My Self Image
Video reference (YouTube. (2018). YouTube. Retrieved September 13, 2022, from https://www.youtube.com/watch?v=8wBEqPrgUDY.)
I was inspired by Carrie Mae Weems, The Kitchen
Table Series, 1990 and tried replicating the same photo by using my son in
the picture. Both images displayed concentration by the individual on what they
were trying to do. For example, in The Kitchen Table Series, both women
were trying to do the makeup. While my son was concentrating on stacking the
fruit onto each other. In the video Carrie Mae Weems, Untitled (Woman Feeding
Bird), The Kitchen Table Series, 1989-90, it said, “the kitchen is not a
place for food, but it is a place where home happens.” In that moment both
pictured showed no expression of fear, stress, nor any negative emotions. Since
home is meant to be a place where you’re safe and at ease.
Susan Sontag excerpt from On Photography
(Qoute 1) “In
deciding how a picture should look, in preferring one exposure to another,
photographers are always imposing standards on their subjects.”
(response)This quote could’ve not been well put in
any other way. For me personally, when I take a picture of my son. I not only
take multiple pictures of him but also do it in many angles while comparing
them all at once. To the point I review all pictures and try to replicate them
if they can be made better. After doing all this, I still debate if the picture
is the “one.”
(Qoute
2) “To collect photographs is to collect the world. Movies and television
programs light up walls, flicker, and go out; but with still photographs the
image is also an object, lightweight, cheap to produce, easy to carry about,
accumulate, store. “
(Response)Photographs taken in any place that makes
you want to take them is forever kept as a memory. This memory not only stays
in your mind, but it is kept like a trophy. I interpreted Susan’s second half
of the quote (Movies and Television) as television showing reruns. Although a
certain show can be amazing and can play forever. The quality of a certain
picture will overweigh the show due to the experience you felt while capturing
the photographs.
Revisiting Carrie Mae Weems’s Landmark “Kitchen
Table Series”
by Jacqui Palumbo for Artsy
(Quote 1) But it was also a seminal moment for Black representation in art, influencing an entire generation of artists who rarely saw their own selves reflected back on museum walls.”

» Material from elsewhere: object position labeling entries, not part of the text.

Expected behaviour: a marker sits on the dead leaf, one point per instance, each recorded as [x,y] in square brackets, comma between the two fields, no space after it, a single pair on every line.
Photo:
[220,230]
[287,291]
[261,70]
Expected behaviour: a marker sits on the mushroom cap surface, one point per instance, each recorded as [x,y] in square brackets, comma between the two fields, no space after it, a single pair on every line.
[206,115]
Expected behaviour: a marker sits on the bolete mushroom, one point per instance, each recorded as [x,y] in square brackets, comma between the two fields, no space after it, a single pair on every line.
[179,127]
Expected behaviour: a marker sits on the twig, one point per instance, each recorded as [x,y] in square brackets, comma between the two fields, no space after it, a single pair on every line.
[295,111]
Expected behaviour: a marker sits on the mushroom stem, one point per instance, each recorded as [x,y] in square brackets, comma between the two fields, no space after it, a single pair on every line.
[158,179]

(Response) This quote was said with a
powerful message. Especially when African American were being mistreated
physically and mentally. For an African American artwork to be put in an art
show is beyond a “flex, "during the time of segregation. Back then, artwork from
the blacks would be put all the way to the end of the museums or by the
bathroom only. For an African American to even make it, showed it is still
possible. This led to the influence of many African Americans to continue
working on their works and to keep pushing for their dreams.
(Qoute 2) “I think it’s very important that as a Black woman she’s engaged with the world around her; she’s engaged with history, she’s engaged with looking, with being. She’s a guide into circumstances seldom seen.”
(Response)This quote was a very
interesting and I took it as “the more a message can be related to, the more of
an affect it can leave.” For example, you can make an artwork and many people
have different opinions on it. This leads to separation of thoughts to many
people. However, Jacqui states, “the world around her; She's engaged with
history, she's engaged with looking, with being.” The art being portrayed not
only correlates with one another, but it sends the message. Thus, making it easy
for everyone to understand and receive the same message.